Restaurant information
- Established: 2006
- Owner: Kenji Takahashi
- Chef: Kenji Takahashi
- Food type: Japanese sushi
- Location: 401 East 73rd Street (between First Avenue and York Avenue), on the Upper East Side in Manhattan, New York, New York, 10021, United States
- Coordinates: 40°46′06″N 73°57′18″W﻿ / ﻿40.76839°N 73.955118°W
- Website: sasabunenyc.com

= Sasabune =

Sasabune is a Japanese sushi restaurant located at 401 East 73rd Street (between First Avenue and York Avenue) on the Upper East Side of Manhattan, in New York City.

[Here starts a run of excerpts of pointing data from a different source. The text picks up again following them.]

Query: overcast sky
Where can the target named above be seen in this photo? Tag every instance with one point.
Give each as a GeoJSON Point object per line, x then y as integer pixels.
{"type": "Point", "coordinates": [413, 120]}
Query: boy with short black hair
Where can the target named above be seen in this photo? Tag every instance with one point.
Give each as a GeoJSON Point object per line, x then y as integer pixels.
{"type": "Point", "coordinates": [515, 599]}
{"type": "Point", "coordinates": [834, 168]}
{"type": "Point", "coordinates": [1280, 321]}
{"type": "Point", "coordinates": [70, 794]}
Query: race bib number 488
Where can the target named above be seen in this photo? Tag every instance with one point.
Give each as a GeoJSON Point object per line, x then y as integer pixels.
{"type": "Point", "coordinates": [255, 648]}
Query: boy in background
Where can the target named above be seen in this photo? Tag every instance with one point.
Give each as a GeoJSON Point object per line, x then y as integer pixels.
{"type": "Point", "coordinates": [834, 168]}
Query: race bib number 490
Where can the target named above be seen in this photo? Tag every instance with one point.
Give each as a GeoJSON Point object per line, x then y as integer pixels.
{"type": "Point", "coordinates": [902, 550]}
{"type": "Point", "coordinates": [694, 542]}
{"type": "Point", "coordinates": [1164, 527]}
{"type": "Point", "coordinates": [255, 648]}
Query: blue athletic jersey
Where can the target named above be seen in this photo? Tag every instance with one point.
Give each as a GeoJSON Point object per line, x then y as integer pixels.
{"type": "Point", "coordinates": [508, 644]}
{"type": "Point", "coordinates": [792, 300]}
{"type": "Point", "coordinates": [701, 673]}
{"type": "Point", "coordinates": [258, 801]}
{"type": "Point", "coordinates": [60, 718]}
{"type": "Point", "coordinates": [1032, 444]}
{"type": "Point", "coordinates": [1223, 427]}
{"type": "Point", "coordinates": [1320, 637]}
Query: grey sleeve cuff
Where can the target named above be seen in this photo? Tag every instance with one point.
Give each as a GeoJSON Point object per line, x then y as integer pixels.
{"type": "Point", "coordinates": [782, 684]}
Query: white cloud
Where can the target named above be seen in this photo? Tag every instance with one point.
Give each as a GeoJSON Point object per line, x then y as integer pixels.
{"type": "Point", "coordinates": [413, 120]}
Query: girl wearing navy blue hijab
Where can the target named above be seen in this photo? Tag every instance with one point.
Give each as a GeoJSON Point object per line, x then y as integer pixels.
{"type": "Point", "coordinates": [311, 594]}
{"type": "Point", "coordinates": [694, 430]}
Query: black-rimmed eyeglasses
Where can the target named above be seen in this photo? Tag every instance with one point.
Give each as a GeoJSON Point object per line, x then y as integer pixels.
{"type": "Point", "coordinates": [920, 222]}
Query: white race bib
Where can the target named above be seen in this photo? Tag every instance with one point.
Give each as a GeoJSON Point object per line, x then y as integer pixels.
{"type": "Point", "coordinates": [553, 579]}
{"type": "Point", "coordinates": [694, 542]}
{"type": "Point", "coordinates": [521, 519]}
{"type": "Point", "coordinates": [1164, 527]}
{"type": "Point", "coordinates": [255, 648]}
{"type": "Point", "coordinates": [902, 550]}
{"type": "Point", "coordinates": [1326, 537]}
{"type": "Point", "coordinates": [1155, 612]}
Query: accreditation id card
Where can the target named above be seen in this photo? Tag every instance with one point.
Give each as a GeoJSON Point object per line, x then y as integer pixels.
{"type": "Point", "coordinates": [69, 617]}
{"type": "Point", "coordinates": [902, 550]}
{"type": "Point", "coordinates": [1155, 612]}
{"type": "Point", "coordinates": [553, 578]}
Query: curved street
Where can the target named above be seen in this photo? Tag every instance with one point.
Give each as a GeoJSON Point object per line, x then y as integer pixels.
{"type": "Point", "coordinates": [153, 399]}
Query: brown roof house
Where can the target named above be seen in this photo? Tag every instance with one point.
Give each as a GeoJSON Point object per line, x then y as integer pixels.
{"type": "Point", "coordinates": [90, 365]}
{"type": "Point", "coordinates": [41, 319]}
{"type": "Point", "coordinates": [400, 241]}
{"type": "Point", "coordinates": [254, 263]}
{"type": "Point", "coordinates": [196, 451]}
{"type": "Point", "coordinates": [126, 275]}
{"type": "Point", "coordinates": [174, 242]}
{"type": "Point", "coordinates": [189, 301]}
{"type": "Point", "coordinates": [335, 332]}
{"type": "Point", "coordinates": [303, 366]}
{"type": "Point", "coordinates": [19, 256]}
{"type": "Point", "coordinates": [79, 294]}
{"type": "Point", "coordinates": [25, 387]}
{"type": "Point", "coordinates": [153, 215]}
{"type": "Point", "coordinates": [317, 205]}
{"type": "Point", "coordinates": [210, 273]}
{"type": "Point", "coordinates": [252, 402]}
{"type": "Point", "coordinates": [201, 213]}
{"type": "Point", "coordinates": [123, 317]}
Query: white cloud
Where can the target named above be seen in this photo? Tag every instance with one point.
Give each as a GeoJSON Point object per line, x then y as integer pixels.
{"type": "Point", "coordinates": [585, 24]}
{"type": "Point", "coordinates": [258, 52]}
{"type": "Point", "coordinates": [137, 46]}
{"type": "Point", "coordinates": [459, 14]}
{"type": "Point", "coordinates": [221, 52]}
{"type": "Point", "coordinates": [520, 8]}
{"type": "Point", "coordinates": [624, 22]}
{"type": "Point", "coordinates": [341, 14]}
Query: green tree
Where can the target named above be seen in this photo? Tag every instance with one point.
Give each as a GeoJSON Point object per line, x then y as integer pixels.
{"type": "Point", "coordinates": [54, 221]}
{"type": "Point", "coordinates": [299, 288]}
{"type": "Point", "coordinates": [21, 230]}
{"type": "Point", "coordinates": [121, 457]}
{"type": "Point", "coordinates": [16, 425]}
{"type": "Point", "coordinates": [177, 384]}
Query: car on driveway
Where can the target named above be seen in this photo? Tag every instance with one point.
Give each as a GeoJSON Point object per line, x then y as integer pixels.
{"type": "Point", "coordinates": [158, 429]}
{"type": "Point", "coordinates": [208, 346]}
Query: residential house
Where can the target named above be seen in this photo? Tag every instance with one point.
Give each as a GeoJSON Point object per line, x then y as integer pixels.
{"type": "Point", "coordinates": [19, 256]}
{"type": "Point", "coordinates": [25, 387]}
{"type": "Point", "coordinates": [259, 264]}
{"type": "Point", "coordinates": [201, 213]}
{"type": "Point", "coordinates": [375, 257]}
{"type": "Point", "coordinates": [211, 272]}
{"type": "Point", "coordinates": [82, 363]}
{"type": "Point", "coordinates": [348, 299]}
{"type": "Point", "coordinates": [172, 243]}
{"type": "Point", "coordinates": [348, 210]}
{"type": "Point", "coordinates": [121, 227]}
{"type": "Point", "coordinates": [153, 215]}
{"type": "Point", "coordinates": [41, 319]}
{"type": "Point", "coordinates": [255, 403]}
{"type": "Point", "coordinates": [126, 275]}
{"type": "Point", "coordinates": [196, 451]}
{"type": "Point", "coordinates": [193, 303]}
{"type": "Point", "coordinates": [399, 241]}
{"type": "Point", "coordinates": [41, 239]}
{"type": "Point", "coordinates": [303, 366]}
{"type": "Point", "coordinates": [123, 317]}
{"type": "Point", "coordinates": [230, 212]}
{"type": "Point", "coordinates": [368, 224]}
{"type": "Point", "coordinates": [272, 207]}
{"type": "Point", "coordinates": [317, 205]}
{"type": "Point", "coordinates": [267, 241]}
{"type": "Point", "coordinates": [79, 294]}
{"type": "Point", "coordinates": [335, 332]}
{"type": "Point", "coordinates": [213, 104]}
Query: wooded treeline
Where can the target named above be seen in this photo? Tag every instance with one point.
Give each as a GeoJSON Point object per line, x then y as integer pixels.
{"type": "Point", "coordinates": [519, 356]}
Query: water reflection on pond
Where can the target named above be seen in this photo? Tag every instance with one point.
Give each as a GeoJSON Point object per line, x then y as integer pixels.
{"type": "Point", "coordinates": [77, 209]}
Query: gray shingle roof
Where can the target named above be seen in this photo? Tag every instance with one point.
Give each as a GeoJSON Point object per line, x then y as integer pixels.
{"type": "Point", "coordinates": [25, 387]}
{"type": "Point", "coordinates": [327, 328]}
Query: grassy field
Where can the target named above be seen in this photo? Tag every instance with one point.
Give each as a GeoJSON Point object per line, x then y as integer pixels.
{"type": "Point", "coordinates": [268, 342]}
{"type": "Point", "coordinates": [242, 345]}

The décor of the tiny, simple, Spartan, bright restaurant consists of white walls that, as The New York Times put it, have "an almost severe lack of adornment". The restaurant has six seats at the blond sushi bar, 14 seats at nearby tables, and 12 in a back room. The sound level is quiet to moderate.

==Menu==
Sasabune serves only an omakase menu – its chef and owner, Kenji Takahashi, decides what each patron will eat, the order in which the patron will eat it, and whether soy sauce should be applied. It has a sign that states its philosophy: "Today's Special – Trust Me". The wasabi is known to be spicy.

The restaurant, opened in 2006, is named after a restaurant by the same name in Los Angeles.

==Reviews==
The New York Times wrote in 2006, in a review in which it gave Sasabune one star: The kanpachi ... was as silky and buttery as the kanpachi I've had anywhere else; the toro was the fatty stuff of head rushes. Mr. Takahashi obviously takes pains to find top-tier ingredients, and he takes pains to mold nicely proportioned beds of rice, the warm temperature of which is what often distinguishes a serious sushi restaurant from an assembly line.

In 2013, it was rated "New York City's best for sushi" and the best restaurant in the East 70s by Zagat's, with a food rating of 29 (the highest food rating on the Upper East Side).